Com efeito, não é permitido questionar a Deus, na mesma medida que a subversão ou
ao menos a crítica das leis dominantes, da jurisdição burguesa conduz o trabalhador para
o ''submundo'' da sociedade.

A desobediência/crítica causa desordem e retrocesso dos modos de produção capitalista


e da propagação da ideologia burguesa/conservadora.

Adendo

Toda necessidade não satisfeita leva a doença ou a morte. Destarte, o materialismo


histórico dialético vê o que a humanidade necessita: a abolição da luta de classes, que
apequena a mente, reduz as capacidades humanas e gera patologias com novos ‘’vírus’’
mentais e ideológicos que podem ser irremediáveis.

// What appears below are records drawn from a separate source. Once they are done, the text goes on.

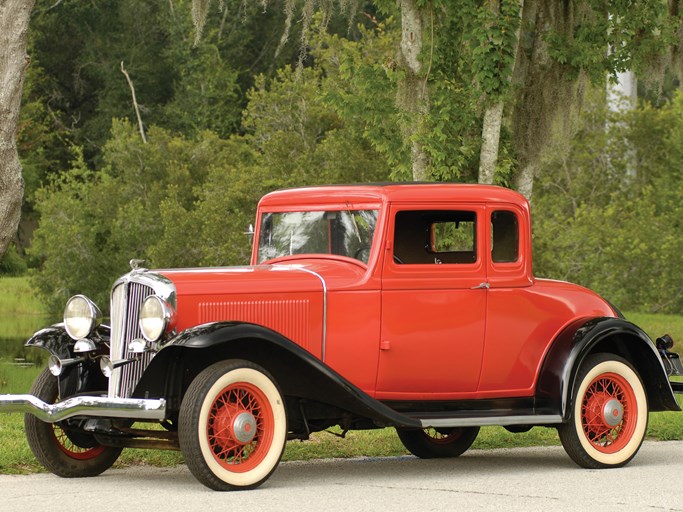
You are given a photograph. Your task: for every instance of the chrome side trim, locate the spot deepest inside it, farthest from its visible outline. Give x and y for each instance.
(546, 419)
(90, 406)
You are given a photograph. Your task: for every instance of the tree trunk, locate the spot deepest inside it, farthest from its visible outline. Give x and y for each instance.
(490, 141)
(14, 20)
(493, 116)
(413, 96)
(547, 100)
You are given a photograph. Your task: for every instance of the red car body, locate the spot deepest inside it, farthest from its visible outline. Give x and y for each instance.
(405, 305)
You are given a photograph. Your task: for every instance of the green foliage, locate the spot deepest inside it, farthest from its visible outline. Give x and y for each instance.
(609, 213)
(11, 263)
(636, 33)
(93, 223)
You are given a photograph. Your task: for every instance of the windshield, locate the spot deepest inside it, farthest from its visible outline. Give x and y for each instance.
(346, 233)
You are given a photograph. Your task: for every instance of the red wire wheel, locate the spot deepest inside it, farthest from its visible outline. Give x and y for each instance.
(232, 426)
(240, 427)
(609, 414)
(72, 450)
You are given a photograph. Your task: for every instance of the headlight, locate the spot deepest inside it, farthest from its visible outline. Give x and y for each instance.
(81, 316)
(156, 318)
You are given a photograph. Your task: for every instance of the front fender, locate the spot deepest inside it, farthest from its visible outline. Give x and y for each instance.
(77, 378)
(297, 372)
(57, 341)
(556, 382)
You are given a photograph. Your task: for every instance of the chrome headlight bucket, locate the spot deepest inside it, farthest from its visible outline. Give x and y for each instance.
(157, 317)
(81, 316)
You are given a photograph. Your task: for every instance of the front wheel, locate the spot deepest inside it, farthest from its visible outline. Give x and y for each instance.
(431, 443)
(609, 414)
(232, 426)
(61, 448)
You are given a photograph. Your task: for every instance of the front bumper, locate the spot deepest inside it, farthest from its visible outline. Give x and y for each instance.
(85, 406)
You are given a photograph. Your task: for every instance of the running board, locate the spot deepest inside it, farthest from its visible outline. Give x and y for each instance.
(487, 421)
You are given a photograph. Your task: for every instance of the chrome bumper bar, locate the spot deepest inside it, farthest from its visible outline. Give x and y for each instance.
(86, 406)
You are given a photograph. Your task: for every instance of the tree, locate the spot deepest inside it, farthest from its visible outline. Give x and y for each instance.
(14, 19)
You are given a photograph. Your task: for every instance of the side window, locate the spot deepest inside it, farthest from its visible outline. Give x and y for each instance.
(435, 236)
(504, 237)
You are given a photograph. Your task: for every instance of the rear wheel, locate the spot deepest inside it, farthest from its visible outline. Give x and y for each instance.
(609, 414)
(64, 450)
(232, 426)
(431, 443)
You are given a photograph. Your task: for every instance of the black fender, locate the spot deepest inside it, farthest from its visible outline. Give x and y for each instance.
(78, 378)
(297, 372)
(57, 341)
(582, 337)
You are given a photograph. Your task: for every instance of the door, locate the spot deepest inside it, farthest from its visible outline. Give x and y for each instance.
(434, 295)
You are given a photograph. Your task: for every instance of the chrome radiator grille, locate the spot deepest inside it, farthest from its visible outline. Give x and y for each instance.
(126, 300)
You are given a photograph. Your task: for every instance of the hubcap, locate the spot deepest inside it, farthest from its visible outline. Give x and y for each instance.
(244, 427)
(613, 412)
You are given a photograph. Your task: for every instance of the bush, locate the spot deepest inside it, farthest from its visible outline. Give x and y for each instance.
(11, 264)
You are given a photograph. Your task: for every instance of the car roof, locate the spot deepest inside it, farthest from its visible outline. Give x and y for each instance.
(379, 193)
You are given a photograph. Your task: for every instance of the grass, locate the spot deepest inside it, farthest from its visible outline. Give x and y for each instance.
(20, 308)
(16, 457)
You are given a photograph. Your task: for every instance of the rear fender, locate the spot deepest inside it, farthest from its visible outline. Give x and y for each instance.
(297, 372)
(556, 382)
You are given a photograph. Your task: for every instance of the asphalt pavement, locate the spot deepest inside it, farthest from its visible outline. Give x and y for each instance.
(519, 479)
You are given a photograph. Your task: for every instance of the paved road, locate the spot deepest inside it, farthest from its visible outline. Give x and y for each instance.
(524, 479)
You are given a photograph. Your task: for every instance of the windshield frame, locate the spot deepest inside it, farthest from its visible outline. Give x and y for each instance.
(316, 213)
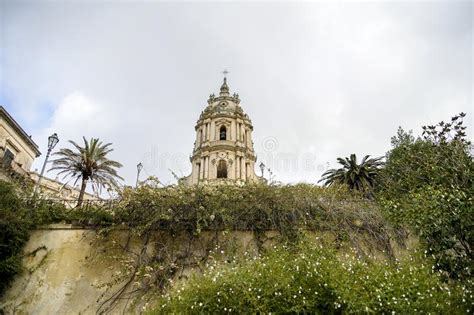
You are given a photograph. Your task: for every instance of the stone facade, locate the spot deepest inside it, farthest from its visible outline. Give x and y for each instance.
(17, 149)
(223, 150)
(17, 153)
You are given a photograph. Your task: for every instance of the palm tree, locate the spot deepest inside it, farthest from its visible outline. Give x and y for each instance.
(357, 176)
(88, 163)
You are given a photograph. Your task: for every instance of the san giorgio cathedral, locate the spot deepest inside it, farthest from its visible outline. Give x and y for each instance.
(223, 151)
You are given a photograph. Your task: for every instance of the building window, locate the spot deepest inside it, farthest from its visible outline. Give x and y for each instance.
(222, 169)
(8, 158)
(223, 133)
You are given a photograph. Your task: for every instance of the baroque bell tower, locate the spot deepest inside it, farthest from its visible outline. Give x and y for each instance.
(223, 151)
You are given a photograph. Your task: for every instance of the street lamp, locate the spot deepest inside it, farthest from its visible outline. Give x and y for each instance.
(52, 141)
(139, 169)
(262, 167)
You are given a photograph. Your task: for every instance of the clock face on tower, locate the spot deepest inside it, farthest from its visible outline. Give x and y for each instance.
(223, 148)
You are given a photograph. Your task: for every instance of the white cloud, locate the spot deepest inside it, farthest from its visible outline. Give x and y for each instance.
(328, 79)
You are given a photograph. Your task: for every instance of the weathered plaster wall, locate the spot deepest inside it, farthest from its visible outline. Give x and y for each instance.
(69, 268)
(58, 279)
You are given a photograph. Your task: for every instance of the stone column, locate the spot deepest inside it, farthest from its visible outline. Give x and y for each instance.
(237, 167)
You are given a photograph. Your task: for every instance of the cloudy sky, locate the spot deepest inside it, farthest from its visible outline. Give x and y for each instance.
(319, 80)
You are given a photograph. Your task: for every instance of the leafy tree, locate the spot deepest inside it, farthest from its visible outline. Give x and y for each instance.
(427, 185)
(88, 163)
(357, 176)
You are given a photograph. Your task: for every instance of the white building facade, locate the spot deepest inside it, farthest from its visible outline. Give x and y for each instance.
(223, 150)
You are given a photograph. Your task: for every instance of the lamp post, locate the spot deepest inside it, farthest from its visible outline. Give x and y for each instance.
(52, 141)
(262, 167)
(139, 169)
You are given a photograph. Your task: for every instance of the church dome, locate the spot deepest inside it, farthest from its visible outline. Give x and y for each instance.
(223, 150)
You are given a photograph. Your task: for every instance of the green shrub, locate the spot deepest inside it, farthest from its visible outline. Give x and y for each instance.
(18, 215)
(428, 186)
(314, 279)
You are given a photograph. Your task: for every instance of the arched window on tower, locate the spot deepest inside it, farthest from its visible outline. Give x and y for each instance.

O fascismo é um mau não porque se alastra sorrateiramente, mas acima de tudo, porque
mesmo quando é explícito, convence até os mais vulneráveis a se manter na
vulnerabilidade, pelo fato de alcançar o âmago do subalterno e o consenso pela persuasão
ideológica e dissimulada, ou pela coerção através da ameaça.

A produtividade do proletário é árdua, assim como a velocidade do cavalo sobre o


chicote; sua consciência política grita em agonia, mas em silêncio, pois um mero ruído
ameaça a retirada dos seus meios de subsistência.